Since this world is filled with real players and not NPCs, there is no guarantee that they will act in a predictable or even a moral manner, and this is where the social experiment comes in to play. Your mother may not have the skills or instincts to keep you alive long enough for you to take care of yourself. Or she may very plainly tell you “Sry, no bbs” and carry you into the woods to die of starvation alone. And when YOU are older and have a baby of your own you will have to make that same choice. Will I sacrifice the next five minutes feeding this child, even though it lowers my own hunger meter? Will I be able to balance watering the crops with checking on a crying baby every twenty seconds? You can’t carry a baby and an item at the same time, so suddenly you can’t get the water from the well to the fields. Will you abandon the child or care for it? Will you teach it how to farm or how to bake pies, or will you drop it off at the fire and hope some good-hearted surrogate will see them to adulthood?

The potential for griefing in a game like this is immediately apparent, but what you will likely find instead is a small but growing community of helpful players that are both willing to groom newcomers and fill the roles the system has laid out for them. Roleplay is abundant, and the world is surprisingly immersive. The main website for One Hour One Life (which launched off-steam!) speaks about each player taking part in their own story, and I’ve found this to be very true. I recall one run where I was cared for by an exceptional mother that taught me how to craft everything I’d need to contribute to our tribe. She was there by my side as I grew into adulthood, and when she became old and ready to pass on she gathered me and my siblings around to say goodbye and bestow a gift to each of us. Then when her old bones fell to the ground we marched her north to a burial shrine to honor her.

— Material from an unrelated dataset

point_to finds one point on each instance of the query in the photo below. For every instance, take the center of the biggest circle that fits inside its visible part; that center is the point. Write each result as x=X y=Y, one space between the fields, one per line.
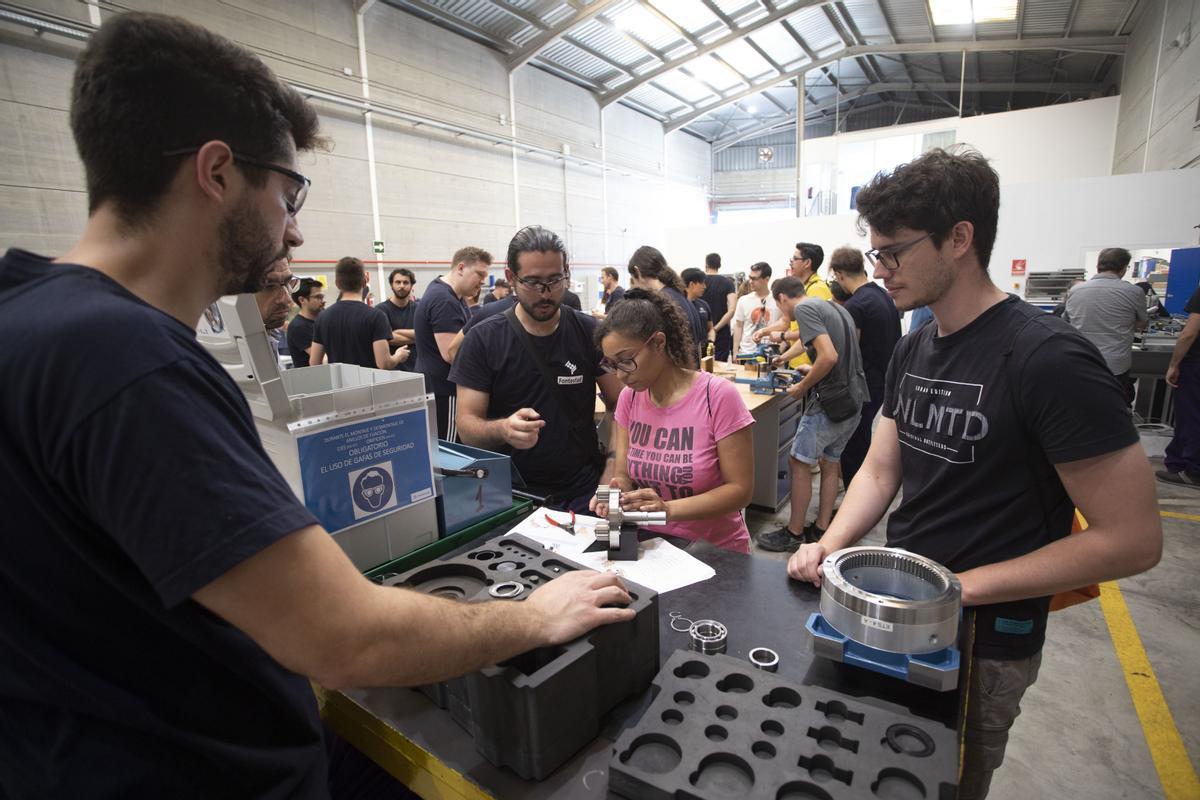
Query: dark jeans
x=1183 y=451
x=855 y=453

Of course, not all playthroughs will be so smooth and immersive. My very first time playing I spawned to a mother that was running away from a grizzly bear. It immediately caught and ate me, hence the title of this review being Ten Seconds One Life. You will have many misfires, where you forget to eat or your mother forgets to feed you. The learning curve is huge, and perhaps the best advice I can give to new players is to Keep Playing. You’ll learn more and more as you go, and if you aren’t afraid to ask questions you’ll get taught just about every skill you need to survive and thrive.

As for the Carrot Queen and her golden crown, I was surprised to find such a cool item in the game. There are THOUSANDS of craftables in the game and many more planned to be added as civilization grows out of the iron age. Even more to my surprise was how I was able to bring that farm back to a working plantation with just myself and my offspring to work it. My firstborn daughter was a seasoned player that helped forage and build the things that I could not, and soon she had children of her own and every job on the farm was accounted for. When our stores were full of carrots and my 60th year was nearly upon me I gathered my family around the fire to say goodbye. I placed my crown on my littlest newborn granddaughter, named her, and declared her the new Carrot Queen. The family cheered and told me that they loved me, and I knew this story was complete as I passed away from old age after a full life well lived.

I immediately hit the Get Reborn button.